Il sole è caldo oggi a Catania e i 394 migranti soccorsi nel mare Mediterraneo dopo avere trascorso interminabili ore in navigazione sono stanchi e affaticati. Le loro condizioni di salute non destano particolari preoccupazione.

Con il gruppo di migranti ha viaggiato anche il corpo senza vita di un giovane. 

Era originario della Sierra Leone, aveva 21 anni e viaggiava insieme a un fratello più grande il giovane ucciso da trafficanti libici. Il corpo presenta almeno un colpo di arma da fuoco, verosimilmente una pistola, forse sparato alle spalle.

Non è stato ancora chiarito il movente della tragedia, se legato al rifiuto della vittima di consegnare il proprio cappellino da baseball a un trafficante, che lo ha ucciso per il diniego, secondo quanto riferito da migranti ai soccorritori di Moas.

Ricostruita invece la dinamica: la sparatoria sarebbe avvenuta su un gommone e il corpo è rimasto sul fondo del natante guardato dal fratello. Poi è stato recuperato dai soccorritori.
La squadra mobile della polizia di Stato che indaga su delega della Procura distrettuale di Catania sta sentendo il fratello della vittima, oltre agli altri testimoni. La magistratura, che ha aperto un fascicolo, ha disposto l’autopsia.

A bordo della nave c’è Regina Catrambone, fondatrice del Moas insieme al marito Christopher, che ieri ha reso noto l’episodio.

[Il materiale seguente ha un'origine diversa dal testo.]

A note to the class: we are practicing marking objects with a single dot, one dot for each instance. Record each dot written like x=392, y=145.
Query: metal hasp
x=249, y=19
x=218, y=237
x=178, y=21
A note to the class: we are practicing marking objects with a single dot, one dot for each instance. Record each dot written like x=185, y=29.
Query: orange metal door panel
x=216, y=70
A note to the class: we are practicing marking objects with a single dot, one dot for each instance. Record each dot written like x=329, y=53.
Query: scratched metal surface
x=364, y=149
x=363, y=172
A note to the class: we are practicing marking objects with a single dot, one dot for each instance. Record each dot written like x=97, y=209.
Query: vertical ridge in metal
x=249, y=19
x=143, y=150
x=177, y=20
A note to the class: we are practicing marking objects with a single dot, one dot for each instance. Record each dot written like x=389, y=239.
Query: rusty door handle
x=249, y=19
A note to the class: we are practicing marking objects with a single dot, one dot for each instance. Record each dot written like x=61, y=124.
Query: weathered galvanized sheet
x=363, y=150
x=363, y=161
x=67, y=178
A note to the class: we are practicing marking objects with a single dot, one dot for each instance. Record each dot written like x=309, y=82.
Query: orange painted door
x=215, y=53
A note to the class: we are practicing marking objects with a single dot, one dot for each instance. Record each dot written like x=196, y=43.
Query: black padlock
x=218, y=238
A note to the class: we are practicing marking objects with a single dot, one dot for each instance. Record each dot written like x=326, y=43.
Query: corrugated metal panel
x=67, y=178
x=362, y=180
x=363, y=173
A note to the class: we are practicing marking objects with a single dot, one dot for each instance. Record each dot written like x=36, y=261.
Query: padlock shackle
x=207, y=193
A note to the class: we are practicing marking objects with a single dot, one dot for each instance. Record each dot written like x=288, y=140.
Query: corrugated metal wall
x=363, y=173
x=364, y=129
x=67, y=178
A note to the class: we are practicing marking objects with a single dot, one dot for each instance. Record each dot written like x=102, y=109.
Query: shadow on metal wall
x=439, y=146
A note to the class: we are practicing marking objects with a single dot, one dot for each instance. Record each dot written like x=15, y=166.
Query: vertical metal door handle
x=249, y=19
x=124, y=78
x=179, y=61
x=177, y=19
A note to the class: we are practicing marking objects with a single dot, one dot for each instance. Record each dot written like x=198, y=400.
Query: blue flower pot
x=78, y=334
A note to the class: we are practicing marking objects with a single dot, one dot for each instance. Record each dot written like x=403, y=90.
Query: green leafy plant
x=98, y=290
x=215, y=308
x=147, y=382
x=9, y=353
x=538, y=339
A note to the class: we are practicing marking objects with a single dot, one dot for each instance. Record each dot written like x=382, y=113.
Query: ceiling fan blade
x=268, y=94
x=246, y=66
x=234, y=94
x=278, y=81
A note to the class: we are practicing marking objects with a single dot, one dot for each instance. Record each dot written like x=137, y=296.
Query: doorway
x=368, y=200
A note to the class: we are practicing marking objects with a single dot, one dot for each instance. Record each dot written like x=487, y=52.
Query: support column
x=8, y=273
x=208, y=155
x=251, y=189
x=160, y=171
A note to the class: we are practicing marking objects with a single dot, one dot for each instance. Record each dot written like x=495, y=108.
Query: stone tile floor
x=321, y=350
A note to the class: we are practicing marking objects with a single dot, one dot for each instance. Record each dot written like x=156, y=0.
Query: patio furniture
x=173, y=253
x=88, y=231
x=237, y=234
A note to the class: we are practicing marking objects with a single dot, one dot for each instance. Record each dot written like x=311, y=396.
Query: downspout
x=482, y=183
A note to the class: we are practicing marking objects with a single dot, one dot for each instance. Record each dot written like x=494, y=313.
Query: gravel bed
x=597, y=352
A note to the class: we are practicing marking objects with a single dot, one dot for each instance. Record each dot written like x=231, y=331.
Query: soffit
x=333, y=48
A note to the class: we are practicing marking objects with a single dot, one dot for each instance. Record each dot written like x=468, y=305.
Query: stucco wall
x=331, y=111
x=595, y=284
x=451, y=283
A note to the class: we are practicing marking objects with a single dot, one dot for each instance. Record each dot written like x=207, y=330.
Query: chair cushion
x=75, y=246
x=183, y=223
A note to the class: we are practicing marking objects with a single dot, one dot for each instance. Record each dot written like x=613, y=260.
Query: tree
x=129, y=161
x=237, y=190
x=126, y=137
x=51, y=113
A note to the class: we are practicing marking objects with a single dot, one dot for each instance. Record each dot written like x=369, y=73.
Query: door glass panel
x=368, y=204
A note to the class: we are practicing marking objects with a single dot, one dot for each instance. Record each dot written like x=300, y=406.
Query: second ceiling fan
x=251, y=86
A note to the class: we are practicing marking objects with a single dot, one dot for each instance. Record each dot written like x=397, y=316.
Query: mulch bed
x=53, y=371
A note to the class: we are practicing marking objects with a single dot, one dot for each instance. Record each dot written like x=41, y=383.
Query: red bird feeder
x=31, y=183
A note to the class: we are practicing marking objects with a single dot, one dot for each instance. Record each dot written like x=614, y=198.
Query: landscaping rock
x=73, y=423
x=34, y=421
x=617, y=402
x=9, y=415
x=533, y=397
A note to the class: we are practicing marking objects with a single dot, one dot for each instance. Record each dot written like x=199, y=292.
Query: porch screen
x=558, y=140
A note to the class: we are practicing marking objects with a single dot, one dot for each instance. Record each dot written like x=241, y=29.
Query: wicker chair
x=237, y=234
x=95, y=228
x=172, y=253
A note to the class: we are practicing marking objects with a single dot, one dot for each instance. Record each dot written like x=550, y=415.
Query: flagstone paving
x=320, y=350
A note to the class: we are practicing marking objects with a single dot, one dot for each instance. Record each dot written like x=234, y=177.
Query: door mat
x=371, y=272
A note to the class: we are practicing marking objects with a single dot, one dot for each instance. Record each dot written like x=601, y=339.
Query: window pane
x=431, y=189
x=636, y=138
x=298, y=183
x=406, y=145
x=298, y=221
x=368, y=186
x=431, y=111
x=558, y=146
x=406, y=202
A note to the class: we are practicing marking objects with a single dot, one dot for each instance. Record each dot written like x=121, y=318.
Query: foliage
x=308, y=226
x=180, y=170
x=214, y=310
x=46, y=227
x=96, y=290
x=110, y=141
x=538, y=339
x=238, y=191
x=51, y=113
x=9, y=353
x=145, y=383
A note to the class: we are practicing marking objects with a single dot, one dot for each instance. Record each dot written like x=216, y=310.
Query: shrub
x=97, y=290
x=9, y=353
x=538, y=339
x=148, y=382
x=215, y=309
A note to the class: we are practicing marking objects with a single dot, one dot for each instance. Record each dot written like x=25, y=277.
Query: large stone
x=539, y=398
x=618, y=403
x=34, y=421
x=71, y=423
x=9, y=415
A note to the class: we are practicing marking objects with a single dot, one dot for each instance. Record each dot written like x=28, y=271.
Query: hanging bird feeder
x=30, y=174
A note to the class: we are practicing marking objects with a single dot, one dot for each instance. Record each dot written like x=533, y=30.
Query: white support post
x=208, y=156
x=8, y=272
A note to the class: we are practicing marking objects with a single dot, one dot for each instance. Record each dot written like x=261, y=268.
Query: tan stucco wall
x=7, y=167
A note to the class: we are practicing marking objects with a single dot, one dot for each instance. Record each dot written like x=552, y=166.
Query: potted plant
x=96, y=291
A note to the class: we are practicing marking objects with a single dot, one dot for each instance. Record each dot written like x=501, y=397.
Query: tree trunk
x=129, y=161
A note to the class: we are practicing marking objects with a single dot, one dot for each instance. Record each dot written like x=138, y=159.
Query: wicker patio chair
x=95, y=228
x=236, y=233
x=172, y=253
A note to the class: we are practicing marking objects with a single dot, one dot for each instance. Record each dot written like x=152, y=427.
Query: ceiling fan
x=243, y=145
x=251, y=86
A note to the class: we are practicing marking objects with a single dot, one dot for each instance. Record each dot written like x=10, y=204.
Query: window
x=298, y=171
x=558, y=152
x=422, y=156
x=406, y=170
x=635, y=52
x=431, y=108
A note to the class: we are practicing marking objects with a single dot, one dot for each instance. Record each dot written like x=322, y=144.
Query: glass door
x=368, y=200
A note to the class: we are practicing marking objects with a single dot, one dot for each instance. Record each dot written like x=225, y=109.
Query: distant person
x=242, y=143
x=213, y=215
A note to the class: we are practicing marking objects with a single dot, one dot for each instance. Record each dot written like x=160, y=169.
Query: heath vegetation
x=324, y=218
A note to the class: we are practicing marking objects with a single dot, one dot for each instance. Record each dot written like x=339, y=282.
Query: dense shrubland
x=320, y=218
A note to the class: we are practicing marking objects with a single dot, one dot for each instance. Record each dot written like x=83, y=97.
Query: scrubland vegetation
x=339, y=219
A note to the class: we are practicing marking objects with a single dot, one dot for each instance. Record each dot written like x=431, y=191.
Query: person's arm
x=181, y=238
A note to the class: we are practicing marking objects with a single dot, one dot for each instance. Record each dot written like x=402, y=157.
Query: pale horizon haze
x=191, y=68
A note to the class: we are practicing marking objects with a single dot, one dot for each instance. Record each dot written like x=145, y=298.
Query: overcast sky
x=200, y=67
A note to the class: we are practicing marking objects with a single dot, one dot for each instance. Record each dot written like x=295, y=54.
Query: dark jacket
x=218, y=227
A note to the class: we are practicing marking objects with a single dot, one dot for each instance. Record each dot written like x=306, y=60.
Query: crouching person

“Io non lo vedo il procuratore Zuccaro. Noi vorremmo collaborare con tutti – dice Catambrone – Tutti mi chiedono di questo procuratore, ma io non lo conosco e credo che lui non conosca né me né mio marito. Se bisogna fare un’indagine ben venga, ma non gli stillicidi mediatici, facciamoli nelle aule dei tribunali con le porte chiuse e con la secretezza…”.

“Perchè queste domande in questo momento – ha aggiunto Catambrone – che abbiamo sceso il corpo senza vita di un ragazzo di solo 19 anni che è morto per mano dei trafficanti veri. Noi non siamo trafficanti, noi siamo persone che non sono riuscite a restare indifferenti alle morti in mare. E dopo la terribile tragedia delle 368 persone morte al largo di Lampedusa abbiamo partecipato a Mare Nostrum rispondendo anche all’appello dell’Europa che chiedeva un intervento concreto per aiutare l’Italia. Risposta che non c’è stata da nessuno tranne che dalla società civile e da alcuni singoli che eravamo io e mio marito e abbiamo sempre cooperato con tutti con Frontex, con la marina militare italiana. Noi chiediamo rispetto per tutto il personale delle Ong e delle organizzazioni umanitarie che cooperano in mare”.

“Non ho mai ricevuto telefonate da scafisti, noi odiamo i trafficanti di persone. Non ho parlato con nessuno di loro”. Così Regina Catrambone, ribadisce di “non avere avuto mai contatti” con la Libia e di avere invece “sempre parlato con la guardia costiera italiana”.

E se qualcuno ha commesso reati “si lavori, si indaghi”, ma, aggiunge, “basta fango e sciacallaggio mediatici” perché “noi ci mettiamo cuore e passione”.

“Ho visto – aggiunge – una strumentalizzazione da parte dei partici politici. Per cosa poi? Per ottenere più voti? A noi questo non interessa, non facciamo politica, a noi interessa salvare vite umane”. “Per noi la cosa più importante – sottolinea Regina Catrambone – è il sorriso di un bambino che ci ricorda quanto importante sia la vita. Ma tutto questo viene dimenticato per queste polemiche e i media si lasciano strumentalizzare da queste cose”.